According to a survey provided by the UK’s Department of International Trade, India might become the world’s third largest importer by 2050. By 2050, the country will account for 5.9 percent of world imports, trailing just China and the United States.
India currently ranks ninth on the list of the world’s largest importers, with a 2.8 percent share. According to the Global Trade Outlook report, the country’s ranking will rise to fourth by 2030, with a 3.9 percent stake.
The analysis shows that import trends in fur will shift as the US and European Union’s proportion of global imports declines and Asia’s share of global imports increases.
The survey said that the shift is particularly pronounced in the food, travel, and digital services sectors, where the Indo-Pacific region’s growing and increasingly rich populace are likely to buy more discretionary items.
It continued by stating that the world’s economic gravity has been migrating eastward for decades, steadily altering trade patterns.

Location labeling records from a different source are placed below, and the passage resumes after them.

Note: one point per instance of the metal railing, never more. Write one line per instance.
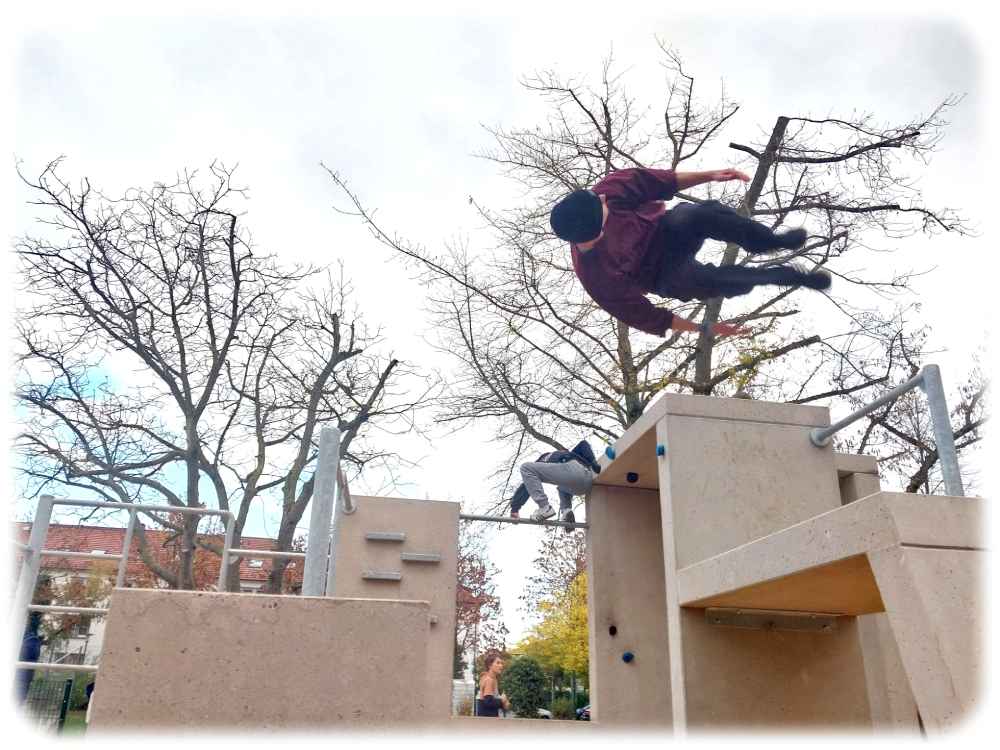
(329, 481)
(929, 381)
(527, 521)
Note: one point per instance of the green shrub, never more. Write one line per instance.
(524, 683)
(562, 708)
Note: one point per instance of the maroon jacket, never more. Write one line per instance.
(620, 269)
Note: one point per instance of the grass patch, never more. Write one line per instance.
(76, 722)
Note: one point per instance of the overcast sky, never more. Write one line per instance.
(397, 107)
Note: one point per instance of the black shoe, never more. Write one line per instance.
(793, 239)
(567, 516)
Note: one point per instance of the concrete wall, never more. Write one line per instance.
(735, 471)
(626, 591)
(891, 703)
(430, 527)
(196, 660)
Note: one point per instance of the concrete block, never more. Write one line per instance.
(200, 660)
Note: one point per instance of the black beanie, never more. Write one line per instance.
(578, 217)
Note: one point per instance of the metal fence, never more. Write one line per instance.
(329, 482)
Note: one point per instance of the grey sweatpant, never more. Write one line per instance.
(571, 478)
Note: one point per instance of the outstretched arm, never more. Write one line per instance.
(690, 179)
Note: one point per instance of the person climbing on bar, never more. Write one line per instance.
(626, 244)
(572, 472)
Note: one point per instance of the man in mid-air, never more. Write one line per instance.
(626, 244)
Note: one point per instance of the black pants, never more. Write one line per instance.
(686, 227)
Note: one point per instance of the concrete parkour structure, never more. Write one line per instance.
(741, 573)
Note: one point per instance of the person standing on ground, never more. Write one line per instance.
(626, 244)
(490, 700)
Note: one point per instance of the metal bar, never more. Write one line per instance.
(83, 555)
(29, 571)
(943, 437)
(141, 507)
(929, 381)
(266, 554)
(226, 546)
(820, 436)
(766, 619)
(382, 575)
(66, 610)
(527, 521)
(342, 505)
(324, 488)
(126, 546)
(349, 506)
(47, 666)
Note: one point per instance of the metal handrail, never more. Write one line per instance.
(265, 554)
(528, 521)
(67, 610)
(929, 381)
(28, 578)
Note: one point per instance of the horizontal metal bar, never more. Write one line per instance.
(420, 557)
(528, 521)
(55, 667)
(820, 436)
(140, 507)
(765, 619)
(266, 554)
(71, 553)
(59, 609)
(386, 536)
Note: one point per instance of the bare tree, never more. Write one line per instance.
(545, 366)
(163, 360)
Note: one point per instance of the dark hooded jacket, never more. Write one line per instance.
(581, 452)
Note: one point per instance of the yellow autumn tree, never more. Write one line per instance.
(559, 640)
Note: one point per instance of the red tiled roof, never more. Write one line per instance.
(74, 538)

“Between 2019 and 2050, the Indo-Pacific is predicted to account for 56% of global growth, compared to a quarter for the EU and North America combined. The Indo-Pacific region’s growth is also likely to rebalance over time, with South Asia’s share (led by India) increasing,” the report stated.
One of the primary reasons for the economic gravitation shift eastward is China’s rapid development. It is predicted to overtake the United States as the world’s largest economy by 2030, having already surpassed the US in terms of purchasing power parity (PPP) years ago.
China, on the other hand, is anticipated to entirely eclipse the United States as the world’s largest economy in 2030. “The transition is predicted to occur around 2030. At that moment, both countries will account for approximately 22% of world GDP “al Gross Domestic Product,” the research continued.
Meanwhile, India is anticipated to leap to third place in the world’s top economies by 2050, accounting for 6.8% of global GDP. India is currently the world’s fifth largest economy, accounting for 3.3% of global GDP.
While the survey predicted that India and other rising economies would continue to grow significantly in the future, there are several obstacles to overcome. According to the research, emerging economies must move away from imitation and toward innovation, address income inequality and high levels of debt, and recover from the damage created by the Covid-19 pandemic.